NotatallTesla
New Member
I want to create a device that will detect when a certain LED lights up on my office phone (it's the French language line, actually); I want the device to then turn on a much brighter light that I will easily notice ….. This is what I’m hoping will work: I’ll place the photocell (shown here: https://www.futurlec.com/Pictures/PHOTOCELL2A.jpg) above the phone’s LED, in a surrounding “pocket” designed so that absolutely no ambient light could get to the photocell – only the LED’s light will get to it. When the LED's light hits the photocell, that will trigger the bright lamp to come on. But I don't believe the circuit will be too simple, as I will now explain. If you just set up a battery connected to the lamp by two wires, the lamp would be on all the time, of course.
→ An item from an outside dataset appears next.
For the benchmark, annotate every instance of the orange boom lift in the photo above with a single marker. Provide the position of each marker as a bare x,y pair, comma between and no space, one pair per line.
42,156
With the photocell added to the circuit, the lamp will never come on because the photocell always creates enough resistance that the electrical circuit cannot be completed. That is, the photocell's rsistance will never drop below about 5K or 10K Ohms, even when a light is shined on the photocell. So the photocell, in this case, would just be an “off switch.” From what I've heard of transistors, a transistor plugged into this circuit will somehow detect that the photocell is producing either the low 5K-Ohm resistance (i.e., when a flashlight is shined on the photocell) or high 100K-Ohm resistance (i.e., when photocell is kept in the dark). When the transistor detects a low resistance level in the photocell, it somehow “switches” the pathway of electricity in such a way that the resistance of the photocell is completely bypassed, allowing the electrical circuit to be completed. I imagine the circuit can be powered by a 9-volt battery.
Anyone care to offer an opinion on how exactly i can make this work? Help would be appreciated.
Anyone care to offer an opinion on how exactly i can make this work? Help would be appreciated.